What is worse, is that when faced with the reality of the crisis, the first reaction is denial. The delayed response while touting without foundation the merits of building herd immunity and the failure to immediately close borders are just two instances of muddled thinking that only added to the mess of a reaction in too many parts of the world.
Policymakers could tackle climate change if they wanted to.

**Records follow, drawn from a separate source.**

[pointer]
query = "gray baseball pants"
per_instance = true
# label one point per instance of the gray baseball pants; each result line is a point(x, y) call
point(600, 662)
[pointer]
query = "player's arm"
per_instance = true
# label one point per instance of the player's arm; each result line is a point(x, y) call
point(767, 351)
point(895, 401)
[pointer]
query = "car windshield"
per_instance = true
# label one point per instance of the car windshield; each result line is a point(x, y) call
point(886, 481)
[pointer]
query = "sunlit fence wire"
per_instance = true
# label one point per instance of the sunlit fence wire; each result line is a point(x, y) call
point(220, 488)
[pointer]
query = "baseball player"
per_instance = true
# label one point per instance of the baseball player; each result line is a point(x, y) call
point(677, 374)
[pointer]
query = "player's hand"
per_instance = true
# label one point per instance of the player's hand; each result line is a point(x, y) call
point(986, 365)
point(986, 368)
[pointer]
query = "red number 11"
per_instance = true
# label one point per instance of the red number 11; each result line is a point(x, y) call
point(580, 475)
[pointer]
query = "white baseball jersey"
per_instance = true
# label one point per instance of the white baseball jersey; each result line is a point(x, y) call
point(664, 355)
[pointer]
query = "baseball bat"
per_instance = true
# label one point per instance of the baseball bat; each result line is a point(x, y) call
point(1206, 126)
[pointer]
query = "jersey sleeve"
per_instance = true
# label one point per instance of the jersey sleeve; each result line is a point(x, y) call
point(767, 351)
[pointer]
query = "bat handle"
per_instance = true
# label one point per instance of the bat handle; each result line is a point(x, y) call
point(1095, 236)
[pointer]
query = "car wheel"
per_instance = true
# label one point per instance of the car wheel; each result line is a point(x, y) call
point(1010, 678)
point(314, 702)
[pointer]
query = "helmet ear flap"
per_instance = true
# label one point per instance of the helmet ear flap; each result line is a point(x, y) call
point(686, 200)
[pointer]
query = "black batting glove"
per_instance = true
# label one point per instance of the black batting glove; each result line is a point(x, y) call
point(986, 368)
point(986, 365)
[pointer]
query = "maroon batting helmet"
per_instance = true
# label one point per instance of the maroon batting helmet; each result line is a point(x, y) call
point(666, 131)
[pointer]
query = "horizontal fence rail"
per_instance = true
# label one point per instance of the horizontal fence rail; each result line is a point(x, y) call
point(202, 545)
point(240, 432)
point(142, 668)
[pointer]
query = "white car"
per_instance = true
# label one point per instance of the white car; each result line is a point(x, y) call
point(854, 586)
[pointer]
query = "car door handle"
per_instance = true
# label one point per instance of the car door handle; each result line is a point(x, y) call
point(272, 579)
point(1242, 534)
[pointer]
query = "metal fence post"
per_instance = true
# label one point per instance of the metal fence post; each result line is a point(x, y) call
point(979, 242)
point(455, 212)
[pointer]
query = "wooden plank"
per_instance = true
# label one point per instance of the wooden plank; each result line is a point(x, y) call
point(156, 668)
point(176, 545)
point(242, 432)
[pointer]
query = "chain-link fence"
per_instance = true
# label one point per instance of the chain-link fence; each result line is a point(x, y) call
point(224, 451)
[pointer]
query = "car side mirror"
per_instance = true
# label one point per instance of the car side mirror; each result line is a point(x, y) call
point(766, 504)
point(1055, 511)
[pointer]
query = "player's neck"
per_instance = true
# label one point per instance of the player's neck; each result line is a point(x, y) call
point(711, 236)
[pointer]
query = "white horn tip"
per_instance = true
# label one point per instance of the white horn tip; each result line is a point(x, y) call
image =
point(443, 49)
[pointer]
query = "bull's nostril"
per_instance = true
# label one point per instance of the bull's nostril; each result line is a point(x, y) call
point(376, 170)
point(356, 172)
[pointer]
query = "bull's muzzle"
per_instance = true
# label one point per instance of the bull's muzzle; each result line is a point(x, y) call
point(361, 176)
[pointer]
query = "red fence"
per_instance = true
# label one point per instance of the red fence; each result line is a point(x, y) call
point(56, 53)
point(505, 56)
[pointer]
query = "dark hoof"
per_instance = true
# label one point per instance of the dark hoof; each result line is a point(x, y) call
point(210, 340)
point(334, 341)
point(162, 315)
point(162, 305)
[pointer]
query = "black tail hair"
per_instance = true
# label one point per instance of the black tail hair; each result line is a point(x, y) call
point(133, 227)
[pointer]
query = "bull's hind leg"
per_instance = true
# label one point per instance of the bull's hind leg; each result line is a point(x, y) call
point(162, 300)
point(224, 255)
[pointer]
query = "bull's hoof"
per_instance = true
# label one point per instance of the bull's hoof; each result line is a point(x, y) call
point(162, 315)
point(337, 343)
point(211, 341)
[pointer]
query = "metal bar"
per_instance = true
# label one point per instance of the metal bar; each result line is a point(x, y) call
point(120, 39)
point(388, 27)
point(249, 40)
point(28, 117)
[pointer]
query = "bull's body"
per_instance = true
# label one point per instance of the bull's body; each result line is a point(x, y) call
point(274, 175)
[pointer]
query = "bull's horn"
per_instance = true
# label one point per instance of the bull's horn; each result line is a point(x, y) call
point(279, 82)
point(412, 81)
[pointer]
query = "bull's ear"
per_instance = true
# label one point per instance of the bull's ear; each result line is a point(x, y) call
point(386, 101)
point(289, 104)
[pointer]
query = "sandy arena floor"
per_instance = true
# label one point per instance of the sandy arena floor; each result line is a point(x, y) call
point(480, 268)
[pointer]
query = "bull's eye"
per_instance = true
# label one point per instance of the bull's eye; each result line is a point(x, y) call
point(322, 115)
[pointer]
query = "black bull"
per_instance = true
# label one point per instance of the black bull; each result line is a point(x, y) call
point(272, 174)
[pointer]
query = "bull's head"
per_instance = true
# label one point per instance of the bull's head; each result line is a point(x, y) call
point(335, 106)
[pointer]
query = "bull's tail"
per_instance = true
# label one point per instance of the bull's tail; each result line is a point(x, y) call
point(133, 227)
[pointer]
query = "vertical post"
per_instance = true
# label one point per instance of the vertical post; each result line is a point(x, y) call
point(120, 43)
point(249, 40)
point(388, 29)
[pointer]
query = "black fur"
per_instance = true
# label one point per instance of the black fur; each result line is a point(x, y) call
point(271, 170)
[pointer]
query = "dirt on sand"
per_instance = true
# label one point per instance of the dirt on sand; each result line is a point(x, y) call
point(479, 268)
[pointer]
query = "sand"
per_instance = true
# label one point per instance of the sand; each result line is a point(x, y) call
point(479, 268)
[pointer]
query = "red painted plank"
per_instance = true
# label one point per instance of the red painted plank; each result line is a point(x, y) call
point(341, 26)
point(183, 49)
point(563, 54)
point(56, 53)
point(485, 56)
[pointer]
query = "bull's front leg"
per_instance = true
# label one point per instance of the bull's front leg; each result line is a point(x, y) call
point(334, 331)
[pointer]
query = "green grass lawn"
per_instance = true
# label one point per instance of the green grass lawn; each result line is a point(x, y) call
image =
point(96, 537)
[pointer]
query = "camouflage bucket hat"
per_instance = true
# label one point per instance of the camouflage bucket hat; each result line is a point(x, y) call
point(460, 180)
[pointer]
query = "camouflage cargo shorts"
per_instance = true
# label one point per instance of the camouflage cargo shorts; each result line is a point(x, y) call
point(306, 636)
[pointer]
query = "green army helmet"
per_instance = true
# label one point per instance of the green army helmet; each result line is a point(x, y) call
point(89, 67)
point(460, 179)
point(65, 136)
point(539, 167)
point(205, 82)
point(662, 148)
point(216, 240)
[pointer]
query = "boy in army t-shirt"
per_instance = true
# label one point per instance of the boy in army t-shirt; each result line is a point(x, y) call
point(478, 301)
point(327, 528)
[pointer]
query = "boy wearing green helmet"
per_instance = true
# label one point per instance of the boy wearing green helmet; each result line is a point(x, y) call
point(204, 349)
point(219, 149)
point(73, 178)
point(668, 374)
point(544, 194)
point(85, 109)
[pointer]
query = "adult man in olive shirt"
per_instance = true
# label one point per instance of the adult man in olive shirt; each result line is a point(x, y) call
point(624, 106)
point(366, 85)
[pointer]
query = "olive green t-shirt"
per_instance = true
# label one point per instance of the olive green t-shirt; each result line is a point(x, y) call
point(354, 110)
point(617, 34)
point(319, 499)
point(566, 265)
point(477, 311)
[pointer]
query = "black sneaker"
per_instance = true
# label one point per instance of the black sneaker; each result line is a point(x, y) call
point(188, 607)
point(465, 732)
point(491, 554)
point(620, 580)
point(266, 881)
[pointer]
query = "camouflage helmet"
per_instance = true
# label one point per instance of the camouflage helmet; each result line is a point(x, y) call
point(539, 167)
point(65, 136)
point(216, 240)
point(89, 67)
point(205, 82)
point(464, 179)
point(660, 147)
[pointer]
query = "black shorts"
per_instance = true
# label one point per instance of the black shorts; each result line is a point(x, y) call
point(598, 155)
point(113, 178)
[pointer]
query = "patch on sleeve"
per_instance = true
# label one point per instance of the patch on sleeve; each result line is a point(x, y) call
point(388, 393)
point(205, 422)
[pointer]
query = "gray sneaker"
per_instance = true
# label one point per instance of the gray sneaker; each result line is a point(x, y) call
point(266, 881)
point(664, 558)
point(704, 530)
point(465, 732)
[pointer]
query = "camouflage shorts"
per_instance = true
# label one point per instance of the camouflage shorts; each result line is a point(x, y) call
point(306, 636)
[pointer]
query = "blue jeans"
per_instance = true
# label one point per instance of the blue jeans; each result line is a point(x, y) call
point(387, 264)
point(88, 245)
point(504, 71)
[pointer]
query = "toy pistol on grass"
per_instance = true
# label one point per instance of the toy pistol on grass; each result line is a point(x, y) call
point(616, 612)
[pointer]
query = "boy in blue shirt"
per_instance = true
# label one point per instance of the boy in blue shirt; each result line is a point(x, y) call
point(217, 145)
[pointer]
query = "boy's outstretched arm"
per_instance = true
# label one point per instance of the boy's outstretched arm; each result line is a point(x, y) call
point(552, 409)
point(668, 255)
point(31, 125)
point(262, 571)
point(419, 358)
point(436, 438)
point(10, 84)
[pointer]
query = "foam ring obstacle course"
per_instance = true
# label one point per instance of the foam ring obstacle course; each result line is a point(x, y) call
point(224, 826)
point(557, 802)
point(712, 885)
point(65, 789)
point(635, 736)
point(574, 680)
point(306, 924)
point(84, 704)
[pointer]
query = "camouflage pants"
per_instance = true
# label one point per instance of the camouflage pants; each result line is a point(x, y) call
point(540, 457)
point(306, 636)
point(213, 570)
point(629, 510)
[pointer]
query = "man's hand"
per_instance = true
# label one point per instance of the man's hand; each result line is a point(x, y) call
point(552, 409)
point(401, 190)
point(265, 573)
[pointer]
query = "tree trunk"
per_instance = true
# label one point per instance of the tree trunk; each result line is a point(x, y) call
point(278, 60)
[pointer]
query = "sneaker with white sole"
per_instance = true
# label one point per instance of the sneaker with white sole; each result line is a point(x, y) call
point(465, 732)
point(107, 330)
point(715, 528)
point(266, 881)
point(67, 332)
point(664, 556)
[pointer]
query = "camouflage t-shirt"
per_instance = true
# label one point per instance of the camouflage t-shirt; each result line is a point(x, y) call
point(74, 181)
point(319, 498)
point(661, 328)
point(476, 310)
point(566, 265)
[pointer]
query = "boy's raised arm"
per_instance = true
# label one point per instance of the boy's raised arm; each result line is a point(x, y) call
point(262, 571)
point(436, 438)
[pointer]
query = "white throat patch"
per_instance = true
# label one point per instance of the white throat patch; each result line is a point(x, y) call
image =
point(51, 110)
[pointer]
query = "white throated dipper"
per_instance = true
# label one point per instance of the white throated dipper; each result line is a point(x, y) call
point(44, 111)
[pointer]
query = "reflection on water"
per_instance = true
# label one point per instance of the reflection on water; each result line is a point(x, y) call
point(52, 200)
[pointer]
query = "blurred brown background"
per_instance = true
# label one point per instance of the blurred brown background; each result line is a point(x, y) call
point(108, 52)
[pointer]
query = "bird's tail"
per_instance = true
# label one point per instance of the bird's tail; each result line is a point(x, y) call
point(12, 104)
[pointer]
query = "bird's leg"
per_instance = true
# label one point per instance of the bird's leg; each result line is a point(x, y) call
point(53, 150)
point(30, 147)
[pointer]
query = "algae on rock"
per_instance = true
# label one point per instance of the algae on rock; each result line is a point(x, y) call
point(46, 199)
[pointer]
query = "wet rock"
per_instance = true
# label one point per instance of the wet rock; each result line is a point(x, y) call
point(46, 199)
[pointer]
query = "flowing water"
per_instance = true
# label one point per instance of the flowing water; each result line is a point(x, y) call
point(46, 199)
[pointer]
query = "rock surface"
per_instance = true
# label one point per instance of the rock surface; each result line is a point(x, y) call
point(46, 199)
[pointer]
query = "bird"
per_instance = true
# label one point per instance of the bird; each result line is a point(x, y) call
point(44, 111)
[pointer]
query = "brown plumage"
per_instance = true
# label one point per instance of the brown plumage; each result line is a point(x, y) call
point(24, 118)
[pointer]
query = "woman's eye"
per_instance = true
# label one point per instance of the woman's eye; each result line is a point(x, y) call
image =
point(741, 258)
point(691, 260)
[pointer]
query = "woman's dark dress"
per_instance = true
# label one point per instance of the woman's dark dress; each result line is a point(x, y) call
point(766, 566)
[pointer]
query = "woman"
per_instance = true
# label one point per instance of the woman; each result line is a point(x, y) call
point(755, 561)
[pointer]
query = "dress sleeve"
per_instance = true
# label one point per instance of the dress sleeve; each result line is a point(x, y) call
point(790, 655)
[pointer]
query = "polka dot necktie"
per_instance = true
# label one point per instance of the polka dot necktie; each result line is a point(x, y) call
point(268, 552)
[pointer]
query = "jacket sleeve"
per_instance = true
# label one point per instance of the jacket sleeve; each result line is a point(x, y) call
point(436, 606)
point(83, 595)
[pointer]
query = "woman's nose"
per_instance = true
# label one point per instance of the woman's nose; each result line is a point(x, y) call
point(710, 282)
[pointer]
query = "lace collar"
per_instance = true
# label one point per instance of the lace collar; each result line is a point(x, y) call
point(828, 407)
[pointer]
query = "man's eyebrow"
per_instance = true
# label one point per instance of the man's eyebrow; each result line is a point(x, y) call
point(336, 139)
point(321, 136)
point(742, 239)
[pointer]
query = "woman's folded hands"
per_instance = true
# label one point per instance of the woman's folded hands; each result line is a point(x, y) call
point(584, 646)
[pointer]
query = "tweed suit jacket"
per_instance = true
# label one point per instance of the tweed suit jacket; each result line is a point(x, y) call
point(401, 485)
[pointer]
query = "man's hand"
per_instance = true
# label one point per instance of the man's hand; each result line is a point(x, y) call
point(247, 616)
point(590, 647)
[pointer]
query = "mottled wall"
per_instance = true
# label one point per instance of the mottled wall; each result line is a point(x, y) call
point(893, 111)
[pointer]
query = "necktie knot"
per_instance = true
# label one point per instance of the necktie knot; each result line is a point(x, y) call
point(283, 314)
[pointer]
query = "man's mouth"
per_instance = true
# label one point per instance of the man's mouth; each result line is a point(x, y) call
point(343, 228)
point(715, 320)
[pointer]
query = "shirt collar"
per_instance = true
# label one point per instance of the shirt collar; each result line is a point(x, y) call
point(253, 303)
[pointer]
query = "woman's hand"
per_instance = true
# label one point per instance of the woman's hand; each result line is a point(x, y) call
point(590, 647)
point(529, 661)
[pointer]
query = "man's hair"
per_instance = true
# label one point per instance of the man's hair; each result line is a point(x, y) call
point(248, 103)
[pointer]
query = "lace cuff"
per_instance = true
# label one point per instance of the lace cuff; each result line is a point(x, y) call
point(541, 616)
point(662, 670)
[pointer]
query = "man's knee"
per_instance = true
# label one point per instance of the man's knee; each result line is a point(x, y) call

Estimates of how much it would take to end global climate change range between $300 billion and $50 trillion over the next two decades. COVID19 brought $19trillion of support in a matter of months. If the authorities saw the scale of needed spending to offset the pending crisis, couldn’t they just tap their friendly central bank for another run of the printing presses? Unfortunately, it will take a real climate crisis on the doorstep of a major developed country before the spending happens when quite frankly it will be too late.
North Sea cod is more important than oil (for some).
As we go to press, we still do not know the outcome of Brexit. What we have learnt, however, is that for France, the UK and possibly others too, the 0.12% contribution made by the fishing industry is important enough to push negotiations to the very edge. It is a graphic illustration of the triumph of special interest groups over the greater economic good. It also puts in stark relief the major role played by ego and the desire be seen as a champion of the people by politicians on both sides of the channel. We might have thought that Brexit has been relegated down the list of potential pitfalls waiting to trip up markets in 2021. Kippers anyone?